Cliff: Yes it goes back to my second job after university. I was working in a dotcom company, one of the biggest at the time. I did some analysis for the figures that were used to help with the share price for the business. I handed over my values and the client came back to me to tell me that they cannot be correct as they were different from figures supplied previously. As a new analyst, I asked a colleague to take a look. He said, “No, you have done it right.” On further inspection, the legacy process had not been calculating the correct figures as it was wrong but had never been spotted.

You can get the right tools and the right data but if you get people pressing the wrong buttons, you will get the wrong answer. It doesn’t necessarily get spotted straight away but it can have a big impact on your business because you could invest heavily based on incorrect insights, impacting market share and return on investment.

Lorna: The insight that comes is flawed but people don’t realise until it’s too late.

Cliff: Exactly. It’s also about asking the right questions in the first place. We talked earlier about lifetime value. If a brand new business invested into creating lifetime value, it would be a waste of resources to a certain extent, because realistically you need a reasonable amount of historical data for the model to work. The standard lifetime value calculation is based on five-year period. This would mean you need six years’ worth of good quality data capture to really help you understand lifetime value within the target market place. For a new start up, churn would be a more critical figure to understand in the short term.

Lorna: You have touched on some of the changes in the analytics space, but I’m wondering if there are any other changes that you’ve seen over the course of your career that are relevant in analytics?

Cliff:  What I have noticed in my time working in the industry is that when a new product comes out that is particularly good, when the product starts getting noticed you tend to find that one of the big players will buy out the technology and either rebrand it or incorporate it into their own platforms. This has happened many times with Clementine, Business Objects and Intrinsic to name a few.

My personal view is there are a lot of really awesome lower to middle cost platforms out there that are also really cost effective. One of my core areas of expertise is single customer view systems or customer data platforms ‘CDP’. That’s where all the customer data is brought together into one location and that’s used to enhance the shopper experience.

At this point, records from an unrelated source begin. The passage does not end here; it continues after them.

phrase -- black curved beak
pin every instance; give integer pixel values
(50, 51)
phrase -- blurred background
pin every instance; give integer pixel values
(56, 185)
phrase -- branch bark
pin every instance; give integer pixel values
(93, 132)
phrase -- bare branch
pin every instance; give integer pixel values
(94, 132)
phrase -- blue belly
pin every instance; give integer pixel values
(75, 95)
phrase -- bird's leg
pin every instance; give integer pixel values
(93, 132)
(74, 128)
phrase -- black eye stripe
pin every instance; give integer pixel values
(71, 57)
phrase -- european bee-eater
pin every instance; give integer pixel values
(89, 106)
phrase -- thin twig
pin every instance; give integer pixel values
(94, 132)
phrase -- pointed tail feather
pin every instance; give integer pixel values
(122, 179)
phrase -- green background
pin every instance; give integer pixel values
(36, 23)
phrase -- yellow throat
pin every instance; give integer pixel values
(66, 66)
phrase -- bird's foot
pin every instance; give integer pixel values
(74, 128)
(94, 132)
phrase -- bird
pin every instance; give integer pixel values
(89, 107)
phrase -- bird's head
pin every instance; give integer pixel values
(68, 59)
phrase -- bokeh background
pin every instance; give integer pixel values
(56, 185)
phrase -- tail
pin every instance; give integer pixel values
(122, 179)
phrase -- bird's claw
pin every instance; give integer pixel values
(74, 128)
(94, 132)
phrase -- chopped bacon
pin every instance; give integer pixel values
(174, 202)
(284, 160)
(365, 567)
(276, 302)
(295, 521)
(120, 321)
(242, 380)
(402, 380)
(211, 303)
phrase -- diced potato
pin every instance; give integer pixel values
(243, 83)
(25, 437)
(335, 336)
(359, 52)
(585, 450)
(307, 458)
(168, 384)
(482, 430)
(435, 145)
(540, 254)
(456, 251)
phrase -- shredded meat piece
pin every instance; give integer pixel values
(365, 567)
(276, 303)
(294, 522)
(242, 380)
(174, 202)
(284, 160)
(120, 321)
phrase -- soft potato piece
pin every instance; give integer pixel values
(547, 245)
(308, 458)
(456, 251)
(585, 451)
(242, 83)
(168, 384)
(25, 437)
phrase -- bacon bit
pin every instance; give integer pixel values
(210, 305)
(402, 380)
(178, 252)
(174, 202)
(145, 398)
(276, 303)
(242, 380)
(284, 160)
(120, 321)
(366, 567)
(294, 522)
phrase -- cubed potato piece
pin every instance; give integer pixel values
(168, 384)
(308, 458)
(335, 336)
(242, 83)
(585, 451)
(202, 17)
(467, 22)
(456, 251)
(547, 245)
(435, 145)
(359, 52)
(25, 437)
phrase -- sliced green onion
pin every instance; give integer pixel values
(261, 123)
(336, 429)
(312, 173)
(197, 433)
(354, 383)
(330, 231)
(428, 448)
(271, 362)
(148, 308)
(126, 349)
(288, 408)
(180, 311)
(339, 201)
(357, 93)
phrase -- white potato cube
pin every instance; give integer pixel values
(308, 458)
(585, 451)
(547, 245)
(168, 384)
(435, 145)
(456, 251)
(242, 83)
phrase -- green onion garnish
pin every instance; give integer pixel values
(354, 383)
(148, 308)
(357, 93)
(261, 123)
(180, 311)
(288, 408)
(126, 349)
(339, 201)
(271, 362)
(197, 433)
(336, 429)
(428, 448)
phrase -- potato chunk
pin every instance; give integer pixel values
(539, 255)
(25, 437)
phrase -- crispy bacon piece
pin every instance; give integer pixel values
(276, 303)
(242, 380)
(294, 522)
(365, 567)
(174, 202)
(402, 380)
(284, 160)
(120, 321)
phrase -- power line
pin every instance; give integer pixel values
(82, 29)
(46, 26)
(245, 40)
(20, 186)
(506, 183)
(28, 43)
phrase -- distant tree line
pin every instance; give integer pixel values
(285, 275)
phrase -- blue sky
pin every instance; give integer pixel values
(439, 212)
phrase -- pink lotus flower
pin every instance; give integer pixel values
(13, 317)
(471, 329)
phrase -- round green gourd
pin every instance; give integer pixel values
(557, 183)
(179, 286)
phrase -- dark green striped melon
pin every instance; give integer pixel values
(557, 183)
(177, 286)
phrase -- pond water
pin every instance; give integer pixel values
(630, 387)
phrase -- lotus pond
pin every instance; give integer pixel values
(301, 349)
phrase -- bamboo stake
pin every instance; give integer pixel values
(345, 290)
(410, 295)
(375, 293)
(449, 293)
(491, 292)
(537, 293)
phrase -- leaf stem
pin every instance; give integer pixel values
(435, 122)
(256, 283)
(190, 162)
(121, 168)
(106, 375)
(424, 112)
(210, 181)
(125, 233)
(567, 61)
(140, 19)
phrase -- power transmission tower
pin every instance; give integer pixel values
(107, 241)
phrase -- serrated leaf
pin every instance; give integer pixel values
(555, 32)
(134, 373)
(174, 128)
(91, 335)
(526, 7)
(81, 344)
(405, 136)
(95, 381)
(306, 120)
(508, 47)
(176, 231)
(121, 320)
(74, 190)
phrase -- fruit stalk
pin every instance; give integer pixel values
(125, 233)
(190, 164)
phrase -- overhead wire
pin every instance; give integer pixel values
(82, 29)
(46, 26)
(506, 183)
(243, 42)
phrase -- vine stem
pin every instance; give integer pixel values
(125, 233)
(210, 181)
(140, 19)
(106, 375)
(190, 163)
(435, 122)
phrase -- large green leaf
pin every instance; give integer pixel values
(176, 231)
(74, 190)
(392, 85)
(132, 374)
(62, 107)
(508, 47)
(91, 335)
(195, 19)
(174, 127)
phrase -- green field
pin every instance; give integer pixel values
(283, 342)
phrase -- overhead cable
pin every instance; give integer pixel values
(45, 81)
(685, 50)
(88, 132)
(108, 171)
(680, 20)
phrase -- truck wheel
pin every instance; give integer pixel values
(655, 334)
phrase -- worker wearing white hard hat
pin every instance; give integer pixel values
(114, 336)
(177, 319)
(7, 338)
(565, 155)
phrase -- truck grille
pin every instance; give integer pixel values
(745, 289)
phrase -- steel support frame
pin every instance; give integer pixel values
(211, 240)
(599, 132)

There are many companies building databases that are very quick analysis platforms. You’re able to put large amounts of data into them. They allow you to analyse your data, you get quick answers and these CDP technologies are evolving at amazing rate.

Older systems could take over 24 hours to refresh the customer database. In a modern marketing world, this is too slow for multi-phase campaigns over a critical period like Black Friday to Cyber Monday, 24 hours is too long to wait. Many of these refresh issues can be solved with intelligent database schema designs. Identifying what data needs to be real time and is critically important for the customer journey and what data is not.

Lorna: I’m interested what advice you might give to someone thinking of working in analytics and what skills you look for when you’re recruiting.

Cliff: I think when people want to start to work in the analytics space it is important to have an idea of what technical area they would like to work in as analytics has many different disciplines. Once you know what really interests you then go in and focus on that.

It’s also important that people have a realistic understanding of what the work involves, in practical terms. Segmentation models or next best action models are cool. The reality is that you’ll generally spend 70% of your time on any project doing data preparation. Only 30% is the fun bit, doing the statistical models.

When recruiting I’m looking for people who know what they want to do and who are prepared to be hands-on as well. I managed a team for 10 years. People need to be a team player with logical thinking, are prepared to work hard and have confidence in their skills to identify the insights that drive the business forward.